Incidenti legati all’alterazione psicofisica
In cinque distinti episodi, le gazzelle dell’Arma sono intervenute per incidenti stradali provocati proprio dall’alterazione di chi si trovava al volante. L’episodio più grave si è verificato a Caneva, attorno alle 3 del 21 marzo, quando un 21enne ha perso il controllo della propria auto, sfondando la recinzione di un’abitazione privata e terminando la corsa contro un gazebo in ferro nel giardino. Il giovane, uscito miracolosamente illeso, ha rifiutato le cure mediche ma è risultato positivo all’etilometro.
Pochi giorni prima a Vajont, un 42enne ha causato un incidente stradale: anche in questo caso il conducente è rimasto indenne, ma è risultato positivo all’alcoltest. A Barcis, un 52enne è finito fuori strada e, una volta trasportato all’ospedale di Pordenone, le analisi hanno evidenziato un’alterazione psicofisica dovuta all’assunzione combinata di alcol e droga. Dinamiche simili, sempre figlie dell’abuso di alcolici, hanno visto protagonisti un 55enne uscito di strada in piena notte a Spilimbergo e una 43enne uscita di strada nel pomeriggio a Fontanafredda.
I controlli.
Sempre a Fontanafredda, durante un posto di blocco, i militari dell’Aliquota Radiomobile hanno fermato un 38enne apparso palesemente alterato: all’interno dell’auto è stata rinvenuta una pipa artigianale con residui di stupefacente, successivamente risultati essere un mix di cocaina e cannabinoidi.
Altri casi si sono registrati ad Aviano, dove un 23enne è stato sorpreso ubriaco al volante nel cuore della notte, e ancora a Cordenons e Vajont, dove sono risultati positivi all’etilometro rispettivamente un 24enne, controllato all’una di notte, e un operaio 44enne fermato nel pomeriggio alla guida di un furgone.
L’ultimo episodio a San Quirino
L’episodio più recente risale alla notte scorsa a San Quirino: attorno all’una, un 47enne è stato sorpreso alla guida della propria autovettura in stato di ebbrezza alcolica. Anche in questo caso sono scattati i provvedimenti previsti dalla legge.

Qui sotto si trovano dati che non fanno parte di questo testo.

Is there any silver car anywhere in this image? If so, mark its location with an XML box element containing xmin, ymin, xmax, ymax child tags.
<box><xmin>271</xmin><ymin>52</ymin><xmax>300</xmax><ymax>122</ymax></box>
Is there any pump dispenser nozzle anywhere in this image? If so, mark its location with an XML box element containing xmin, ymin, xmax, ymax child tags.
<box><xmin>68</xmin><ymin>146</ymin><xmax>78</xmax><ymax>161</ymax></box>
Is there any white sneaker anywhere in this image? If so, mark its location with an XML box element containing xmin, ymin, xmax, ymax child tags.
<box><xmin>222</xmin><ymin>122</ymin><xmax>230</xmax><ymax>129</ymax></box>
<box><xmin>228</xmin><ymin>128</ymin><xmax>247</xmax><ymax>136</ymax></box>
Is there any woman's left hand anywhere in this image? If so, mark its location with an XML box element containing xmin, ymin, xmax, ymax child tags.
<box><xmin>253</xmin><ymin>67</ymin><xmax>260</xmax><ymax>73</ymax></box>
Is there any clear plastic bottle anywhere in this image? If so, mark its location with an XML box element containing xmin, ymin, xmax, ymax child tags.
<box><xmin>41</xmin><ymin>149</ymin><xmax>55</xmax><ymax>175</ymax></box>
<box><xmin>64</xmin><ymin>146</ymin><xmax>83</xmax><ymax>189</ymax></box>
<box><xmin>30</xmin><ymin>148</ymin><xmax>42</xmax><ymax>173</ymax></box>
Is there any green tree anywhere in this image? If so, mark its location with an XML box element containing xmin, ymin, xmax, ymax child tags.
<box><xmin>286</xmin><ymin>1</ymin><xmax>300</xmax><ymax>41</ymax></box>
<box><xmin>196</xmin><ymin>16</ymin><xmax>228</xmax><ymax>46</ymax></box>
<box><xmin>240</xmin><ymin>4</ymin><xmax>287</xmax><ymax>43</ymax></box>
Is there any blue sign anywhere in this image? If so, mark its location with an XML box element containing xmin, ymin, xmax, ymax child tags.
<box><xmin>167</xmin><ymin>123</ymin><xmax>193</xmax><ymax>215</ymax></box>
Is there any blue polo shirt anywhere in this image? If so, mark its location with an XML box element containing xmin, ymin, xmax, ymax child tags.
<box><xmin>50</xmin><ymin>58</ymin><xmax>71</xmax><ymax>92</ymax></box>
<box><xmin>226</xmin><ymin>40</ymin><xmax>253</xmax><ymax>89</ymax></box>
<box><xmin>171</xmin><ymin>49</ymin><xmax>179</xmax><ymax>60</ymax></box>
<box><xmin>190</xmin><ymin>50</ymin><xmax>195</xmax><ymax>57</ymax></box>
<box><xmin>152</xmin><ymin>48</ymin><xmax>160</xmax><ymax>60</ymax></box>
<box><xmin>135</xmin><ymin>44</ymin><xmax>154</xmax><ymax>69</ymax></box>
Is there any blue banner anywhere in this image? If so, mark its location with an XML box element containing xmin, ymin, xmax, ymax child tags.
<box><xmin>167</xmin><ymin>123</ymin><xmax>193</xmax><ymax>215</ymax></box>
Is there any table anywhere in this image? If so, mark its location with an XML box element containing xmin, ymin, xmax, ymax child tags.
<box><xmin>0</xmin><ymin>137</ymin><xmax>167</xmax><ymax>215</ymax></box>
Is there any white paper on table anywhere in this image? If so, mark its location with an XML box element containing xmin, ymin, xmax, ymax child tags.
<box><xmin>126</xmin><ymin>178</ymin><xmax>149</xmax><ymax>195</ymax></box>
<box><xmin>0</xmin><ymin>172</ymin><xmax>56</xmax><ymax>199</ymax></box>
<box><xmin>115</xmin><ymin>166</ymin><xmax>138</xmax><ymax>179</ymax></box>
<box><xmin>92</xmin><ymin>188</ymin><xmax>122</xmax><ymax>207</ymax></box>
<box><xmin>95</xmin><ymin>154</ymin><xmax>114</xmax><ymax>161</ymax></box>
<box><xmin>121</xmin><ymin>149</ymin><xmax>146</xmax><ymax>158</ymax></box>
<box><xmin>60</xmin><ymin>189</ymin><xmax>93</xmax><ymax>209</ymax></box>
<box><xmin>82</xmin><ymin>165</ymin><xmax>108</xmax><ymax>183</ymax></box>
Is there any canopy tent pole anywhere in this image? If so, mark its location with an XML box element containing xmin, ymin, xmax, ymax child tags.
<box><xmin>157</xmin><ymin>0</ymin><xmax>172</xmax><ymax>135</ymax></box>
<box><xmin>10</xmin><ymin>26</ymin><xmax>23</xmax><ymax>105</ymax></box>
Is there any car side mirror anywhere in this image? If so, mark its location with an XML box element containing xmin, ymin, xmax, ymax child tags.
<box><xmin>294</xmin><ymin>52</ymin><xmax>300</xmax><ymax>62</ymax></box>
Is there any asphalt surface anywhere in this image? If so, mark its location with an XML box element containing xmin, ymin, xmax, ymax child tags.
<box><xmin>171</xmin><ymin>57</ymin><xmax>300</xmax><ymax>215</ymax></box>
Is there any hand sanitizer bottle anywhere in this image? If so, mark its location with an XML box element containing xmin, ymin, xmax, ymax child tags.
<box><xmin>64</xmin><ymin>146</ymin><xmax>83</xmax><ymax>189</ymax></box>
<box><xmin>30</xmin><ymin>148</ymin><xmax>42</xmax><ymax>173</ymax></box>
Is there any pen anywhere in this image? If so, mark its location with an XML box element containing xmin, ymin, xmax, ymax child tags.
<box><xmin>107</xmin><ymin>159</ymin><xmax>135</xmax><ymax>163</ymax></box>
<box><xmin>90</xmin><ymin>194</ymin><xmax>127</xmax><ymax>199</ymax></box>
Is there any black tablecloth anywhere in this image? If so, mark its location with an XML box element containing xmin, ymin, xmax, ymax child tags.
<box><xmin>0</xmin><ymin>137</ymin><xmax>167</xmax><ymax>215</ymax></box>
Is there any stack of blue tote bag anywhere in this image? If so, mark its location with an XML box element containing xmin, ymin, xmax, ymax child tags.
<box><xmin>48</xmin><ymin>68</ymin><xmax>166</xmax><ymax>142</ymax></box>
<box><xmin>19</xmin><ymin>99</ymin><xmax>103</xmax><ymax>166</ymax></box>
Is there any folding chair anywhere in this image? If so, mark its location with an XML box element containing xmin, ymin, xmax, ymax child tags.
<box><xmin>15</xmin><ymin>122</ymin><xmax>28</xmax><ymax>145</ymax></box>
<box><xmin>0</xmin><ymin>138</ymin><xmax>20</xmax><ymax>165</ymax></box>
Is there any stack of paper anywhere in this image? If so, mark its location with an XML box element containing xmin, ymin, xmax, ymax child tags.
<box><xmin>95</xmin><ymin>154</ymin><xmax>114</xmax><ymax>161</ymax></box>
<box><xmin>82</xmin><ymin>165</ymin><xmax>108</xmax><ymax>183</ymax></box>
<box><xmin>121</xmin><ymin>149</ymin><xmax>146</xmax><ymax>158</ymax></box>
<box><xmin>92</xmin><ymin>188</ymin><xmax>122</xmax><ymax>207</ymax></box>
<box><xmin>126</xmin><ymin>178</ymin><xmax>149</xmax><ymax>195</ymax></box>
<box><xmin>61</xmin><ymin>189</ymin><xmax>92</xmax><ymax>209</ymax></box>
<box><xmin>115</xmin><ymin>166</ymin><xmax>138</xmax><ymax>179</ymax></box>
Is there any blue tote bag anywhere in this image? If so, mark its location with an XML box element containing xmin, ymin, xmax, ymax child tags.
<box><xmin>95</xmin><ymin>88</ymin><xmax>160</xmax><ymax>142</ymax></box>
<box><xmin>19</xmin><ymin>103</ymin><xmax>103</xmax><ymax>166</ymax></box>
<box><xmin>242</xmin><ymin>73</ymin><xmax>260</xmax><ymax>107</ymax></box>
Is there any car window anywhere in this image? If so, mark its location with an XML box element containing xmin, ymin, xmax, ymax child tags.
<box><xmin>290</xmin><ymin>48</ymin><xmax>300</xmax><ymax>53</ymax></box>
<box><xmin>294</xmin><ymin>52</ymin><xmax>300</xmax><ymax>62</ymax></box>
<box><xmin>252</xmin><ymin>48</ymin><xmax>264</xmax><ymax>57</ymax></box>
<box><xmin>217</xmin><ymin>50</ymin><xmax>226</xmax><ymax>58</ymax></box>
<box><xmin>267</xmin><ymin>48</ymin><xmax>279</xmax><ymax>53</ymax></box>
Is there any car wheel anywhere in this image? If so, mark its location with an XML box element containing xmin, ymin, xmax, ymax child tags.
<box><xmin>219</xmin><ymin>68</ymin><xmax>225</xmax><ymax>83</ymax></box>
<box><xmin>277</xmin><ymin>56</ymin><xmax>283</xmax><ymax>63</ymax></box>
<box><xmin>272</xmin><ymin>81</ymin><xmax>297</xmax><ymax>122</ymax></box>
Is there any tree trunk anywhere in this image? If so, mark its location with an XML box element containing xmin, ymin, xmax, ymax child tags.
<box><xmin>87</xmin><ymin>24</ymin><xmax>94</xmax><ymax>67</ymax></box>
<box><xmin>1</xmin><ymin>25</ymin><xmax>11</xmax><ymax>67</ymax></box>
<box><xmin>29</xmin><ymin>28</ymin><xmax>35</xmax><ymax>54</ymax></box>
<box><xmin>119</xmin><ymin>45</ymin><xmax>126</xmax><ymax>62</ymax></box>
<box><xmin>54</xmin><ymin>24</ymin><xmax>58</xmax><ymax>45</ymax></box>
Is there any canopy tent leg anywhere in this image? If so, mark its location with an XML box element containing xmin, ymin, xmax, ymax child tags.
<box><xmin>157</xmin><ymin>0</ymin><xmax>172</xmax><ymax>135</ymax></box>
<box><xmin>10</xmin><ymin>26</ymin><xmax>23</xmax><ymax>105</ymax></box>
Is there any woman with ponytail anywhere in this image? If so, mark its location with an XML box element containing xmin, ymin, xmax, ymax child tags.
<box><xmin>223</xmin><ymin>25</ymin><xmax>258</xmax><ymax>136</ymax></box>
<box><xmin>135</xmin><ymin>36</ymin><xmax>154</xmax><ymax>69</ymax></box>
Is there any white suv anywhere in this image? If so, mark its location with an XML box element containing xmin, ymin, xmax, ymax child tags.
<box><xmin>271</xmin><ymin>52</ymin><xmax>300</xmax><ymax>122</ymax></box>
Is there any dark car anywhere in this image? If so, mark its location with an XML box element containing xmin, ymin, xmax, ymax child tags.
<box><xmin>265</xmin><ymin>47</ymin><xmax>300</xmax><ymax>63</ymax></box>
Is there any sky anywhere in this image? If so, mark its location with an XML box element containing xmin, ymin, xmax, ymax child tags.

Tutti i trasgressori sono stati segnalati alle competenti Autorità Giudiziarie e Amministrative per i seguiti del caso.
L’appello dei Carabinieri
In vista dei prossimi giorni festivi, il Comando Provinciale dei Carabinieri ha lanciato un accorato monito sui rischi della guida in stato di alterazione. Mettersi al volante dopo aver assunto alcol o droghe significa trasformare il veicolo in un’arma potenzialmente letale.

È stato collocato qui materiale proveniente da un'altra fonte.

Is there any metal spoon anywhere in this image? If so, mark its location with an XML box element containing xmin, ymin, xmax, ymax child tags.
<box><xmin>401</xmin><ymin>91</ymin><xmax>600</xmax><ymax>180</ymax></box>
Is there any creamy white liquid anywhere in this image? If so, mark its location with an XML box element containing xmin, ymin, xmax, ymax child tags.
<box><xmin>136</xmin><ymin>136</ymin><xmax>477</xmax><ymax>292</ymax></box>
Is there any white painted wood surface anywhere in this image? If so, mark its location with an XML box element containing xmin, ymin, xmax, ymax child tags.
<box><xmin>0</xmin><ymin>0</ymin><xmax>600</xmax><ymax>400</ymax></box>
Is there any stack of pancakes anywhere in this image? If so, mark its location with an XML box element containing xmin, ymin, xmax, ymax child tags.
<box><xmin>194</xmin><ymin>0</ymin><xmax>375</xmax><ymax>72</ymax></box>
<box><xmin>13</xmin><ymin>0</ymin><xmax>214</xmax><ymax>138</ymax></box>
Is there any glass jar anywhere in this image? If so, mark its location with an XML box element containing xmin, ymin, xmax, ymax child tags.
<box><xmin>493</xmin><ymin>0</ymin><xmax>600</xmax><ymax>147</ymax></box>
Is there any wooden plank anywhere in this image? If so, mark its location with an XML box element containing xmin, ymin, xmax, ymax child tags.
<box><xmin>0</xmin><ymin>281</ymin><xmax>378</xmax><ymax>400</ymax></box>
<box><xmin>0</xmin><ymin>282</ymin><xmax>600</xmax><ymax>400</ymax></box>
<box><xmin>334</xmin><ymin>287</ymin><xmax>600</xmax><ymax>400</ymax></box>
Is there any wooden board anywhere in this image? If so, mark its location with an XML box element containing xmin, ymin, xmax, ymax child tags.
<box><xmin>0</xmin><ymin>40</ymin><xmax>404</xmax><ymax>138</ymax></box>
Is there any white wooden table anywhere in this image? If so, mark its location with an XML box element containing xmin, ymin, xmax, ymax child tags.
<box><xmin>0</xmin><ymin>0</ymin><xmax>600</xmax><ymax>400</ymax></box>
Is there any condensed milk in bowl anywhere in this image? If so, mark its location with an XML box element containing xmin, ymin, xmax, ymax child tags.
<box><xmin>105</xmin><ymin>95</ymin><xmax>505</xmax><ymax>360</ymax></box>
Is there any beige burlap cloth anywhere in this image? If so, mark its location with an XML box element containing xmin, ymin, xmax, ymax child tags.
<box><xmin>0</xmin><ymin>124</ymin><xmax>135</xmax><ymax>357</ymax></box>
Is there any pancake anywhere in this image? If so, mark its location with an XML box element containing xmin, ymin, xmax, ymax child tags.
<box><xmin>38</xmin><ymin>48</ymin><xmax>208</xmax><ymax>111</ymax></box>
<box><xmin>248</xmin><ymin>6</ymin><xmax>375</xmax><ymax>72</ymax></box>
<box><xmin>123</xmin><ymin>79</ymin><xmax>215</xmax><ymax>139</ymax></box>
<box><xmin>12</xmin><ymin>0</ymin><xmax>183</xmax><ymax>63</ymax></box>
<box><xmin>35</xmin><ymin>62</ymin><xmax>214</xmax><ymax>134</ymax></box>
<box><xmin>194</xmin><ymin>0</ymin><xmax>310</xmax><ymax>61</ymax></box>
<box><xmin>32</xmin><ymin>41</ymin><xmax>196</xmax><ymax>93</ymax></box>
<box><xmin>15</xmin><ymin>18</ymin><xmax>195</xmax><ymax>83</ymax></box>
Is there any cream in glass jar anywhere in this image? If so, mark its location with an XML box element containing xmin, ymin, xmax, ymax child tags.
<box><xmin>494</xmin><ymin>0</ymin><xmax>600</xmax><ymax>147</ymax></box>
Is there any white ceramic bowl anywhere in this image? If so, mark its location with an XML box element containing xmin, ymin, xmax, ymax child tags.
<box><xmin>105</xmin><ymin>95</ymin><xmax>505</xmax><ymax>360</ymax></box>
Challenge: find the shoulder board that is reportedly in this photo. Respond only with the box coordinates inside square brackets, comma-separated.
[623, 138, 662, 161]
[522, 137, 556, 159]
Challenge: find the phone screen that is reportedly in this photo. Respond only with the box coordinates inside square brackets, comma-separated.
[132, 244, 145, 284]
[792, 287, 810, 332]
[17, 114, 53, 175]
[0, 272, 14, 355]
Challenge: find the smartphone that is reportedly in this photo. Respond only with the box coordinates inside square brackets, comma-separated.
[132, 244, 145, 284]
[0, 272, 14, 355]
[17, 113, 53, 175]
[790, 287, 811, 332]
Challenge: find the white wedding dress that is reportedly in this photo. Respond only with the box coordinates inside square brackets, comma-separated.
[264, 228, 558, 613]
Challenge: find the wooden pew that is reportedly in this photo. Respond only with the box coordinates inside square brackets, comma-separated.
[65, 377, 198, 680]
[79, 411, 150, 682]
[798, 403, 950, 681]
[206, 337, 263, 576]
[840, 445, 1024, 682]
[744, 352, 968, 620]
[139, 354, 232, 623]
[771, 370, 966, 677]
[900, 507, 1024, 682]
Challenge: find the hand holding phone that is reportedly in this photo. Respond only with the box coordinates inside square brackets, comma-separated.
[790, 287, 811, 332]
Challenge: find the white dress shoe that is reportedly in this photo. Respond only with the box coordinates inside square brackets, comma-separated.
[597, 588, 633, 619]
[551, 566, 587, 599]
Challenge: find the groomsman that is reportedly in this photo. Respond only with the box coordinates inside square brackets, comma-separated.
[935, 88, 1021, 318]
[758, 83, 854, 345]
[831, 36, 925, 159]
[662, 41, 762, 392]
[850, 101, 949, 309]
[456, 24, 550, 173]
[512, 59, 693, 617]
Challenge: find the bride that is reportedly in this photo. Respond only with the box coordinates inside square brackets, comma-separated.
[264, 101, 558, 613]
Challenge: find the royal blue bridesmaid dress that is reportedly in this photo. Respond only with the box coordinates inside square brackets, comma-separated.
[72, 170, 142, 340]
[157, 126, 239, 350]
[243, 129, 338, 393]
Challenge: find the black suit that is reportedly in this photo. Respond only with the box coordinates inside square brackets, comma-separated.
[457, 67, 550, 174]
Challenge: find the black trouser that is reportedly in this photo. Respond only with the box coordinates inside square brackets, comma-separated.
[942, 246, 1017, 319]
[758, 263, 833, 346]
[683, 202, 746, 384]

L’alcol, infatti, rallenta i riflessi, riduce il campo visivo e provoca il cosiddetto effetto “tunnel”, alterando la percezione delle distanze e generando una pericolosa euforia che porta a sottovalutare i rischi. Ancora più insidiosi gli effetti delle droghe: la cocaina può provocare iperattività, aggressività e un illusorio senso di controllo, seguiti da improvvisi cali fisici e colpi di sonno; i cannabinoidi, invece, compromettono la percezione dello spazio e del tempo, riducendo attenzione e coordinazione.